Noonday Notes, Issue 44
Peace In Conviction

Noonday Notes
Issue No. 44
April 24th, 2026
I’m staying with our friends Paul and Barnabas this week because that story has so much to glean from it. Another thread I pulled from their split (Acts 15:36-41) was how they both felt at peace with the choices that led to going their own ways. Conviction.
In my previous way of living I lacked conviction. By design I am a seeker and searcher that can take the grass is greener mentality too far with a dash of comparison and envy to further steal my joy. Typical Type 4. It was hard being one’s own Master and managing all that, and as a result I had no idea what conviction was.
But now I know conviction as a peace that comes from my confidence in Truth. Elijah, that old mountain man from the Hill Country of Gilead, he had it too. You know it when you see it. And now I know it, when I feel it.
Conviction doesn’t need to be loud, it isn’t prideful, or reliant on you believing me. It doesn’t need to defend itself. If your conviction is rooted in Truth, you will feel peace.
But there’s a lot of noise out there y’all. Hearing Truth can be difficult. The vast universe of the internet (or my mind) can convince me I have created the worst ever farms. Beds are too narrow, bermuda is out of control, I’m using plastic, not trellising the cucumbers, choosing the wrong crops to grow…so many voices in the head. You have them too.

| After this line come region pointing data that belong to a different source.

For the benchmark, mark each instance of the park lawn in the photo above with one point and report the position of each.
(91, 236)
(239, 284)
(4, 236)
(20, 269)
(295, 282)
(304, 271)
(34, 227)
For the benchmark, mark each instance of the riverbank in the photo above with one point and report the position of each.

We second-guess. We compare. We dig up something before it has a chance to grow. We let the weeds of life encroach.
So when the noise is loud, conviction keeps your hands in the soil, grounded. It keeps you from second-guessing every step, from comparing every decision, from walking away too soon. Because conviction isn’t anxious. It doesn’t rush to prove itself. It rests in peace.
And that peace doesn’t mean you have the whole picture, it just means you have enough clarity to do the next right thing. Paul and Barnabas likely didn’t know how their story would unfold. But they moved forward anyway.
And sometimes that’s all we’re given too. Not the whole plan, just enough peace to move forward in it, with conviction.